On-demand radio wave sensor for wireless sensor networks: Towards a zero idle listening and zero sleep delay MAC protocol

In wireless sensor networks (WSNs) duty cycling has been an imperative choice to reduce idle listening but it introduces sleep delay. Thus, the conventional WSN MAC protocols are bound by the energy-latency tradeoff. To break through the tradeoff, we propose a radio wave sensor called RF watchdog that is dedicated to sense the presence of a RF signal. The distinctive feature of our design is that the RF watchdog can provide the same sensitivity but with two orders of magnitude less energy than the underlying RF module. With RF watchdog a sensor node no longer requires duty cycling. Instead, it can maintain a sleep state until its RF watchdog detects a communication signal.

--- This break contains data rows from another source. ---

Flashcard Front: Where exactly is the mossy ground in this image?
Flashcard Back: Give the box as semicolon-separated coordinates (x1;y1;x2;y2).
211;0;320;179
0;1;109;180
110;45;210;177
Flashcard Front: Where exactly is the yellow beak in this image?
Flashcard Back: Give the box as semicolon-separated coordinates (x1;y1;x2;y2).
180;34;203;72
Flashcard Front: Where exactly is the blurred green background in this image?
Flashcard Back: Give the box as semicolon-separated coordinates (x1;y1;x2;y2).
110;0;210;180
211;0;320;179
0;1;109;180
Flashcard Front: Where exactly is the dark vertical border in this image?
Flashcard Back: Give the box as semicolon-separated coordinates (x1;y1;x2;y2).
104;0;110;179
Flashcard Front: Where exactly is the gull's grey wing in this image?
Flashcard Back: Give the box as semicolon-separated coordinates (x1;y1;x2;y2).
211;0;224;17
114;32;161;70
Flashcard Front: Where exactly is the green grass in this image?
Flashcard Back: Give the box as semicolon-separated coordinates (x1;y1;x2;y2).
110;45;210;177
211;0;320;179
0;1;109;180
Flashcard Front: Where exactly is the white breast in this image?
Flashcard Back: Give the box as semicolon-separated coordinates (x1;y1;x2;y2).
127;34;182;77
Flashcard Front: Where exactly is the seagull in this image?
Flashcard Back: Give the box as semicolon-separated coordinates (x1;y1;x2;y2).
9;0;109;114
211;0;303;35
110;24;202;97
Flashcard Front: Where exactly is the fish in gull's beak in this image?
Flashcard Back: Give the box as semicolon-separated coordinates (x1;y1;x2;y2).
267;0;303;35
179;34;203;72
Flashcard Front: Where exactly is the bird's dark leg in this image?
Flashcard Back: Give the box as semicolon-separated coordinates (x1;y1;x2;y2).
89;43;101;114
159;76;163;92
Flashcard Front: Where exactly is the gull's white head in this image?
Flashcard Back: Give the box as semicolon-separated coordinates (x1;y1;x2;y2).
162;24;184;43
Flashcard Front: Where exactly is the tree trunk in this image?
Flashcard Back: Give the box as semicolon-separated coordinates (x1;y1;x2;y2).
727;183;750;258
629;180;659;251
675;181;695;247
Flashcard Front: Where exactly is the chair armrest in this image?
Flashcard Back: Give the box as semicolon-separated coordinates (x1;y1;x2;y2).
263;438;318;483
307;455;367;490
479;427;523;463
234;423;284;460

We also propose an on-demand MAC protocol called ZeroMAC that can effectively utilize the on-demand wakeup functionality of a RF watchdog by broadcasting a dedicated signal to wake up nodes before starting a communication. ZeroMAC wakes up only the nodes on the communication path by propagating wakeup signals in a hop-by-hop manner, avoiding unnecessary signal flooding. To further save energy, a node in ZeroMAC can turn off its RF module as soon as it detects the end of communication. According to our detailed packet level simulation results, ZeroMAC can deliver data packets at least 1.87 times faster by eliminating both idle listening and sleep delay while it consumes only 3% of the energy compared to X-MAC and A-MAC.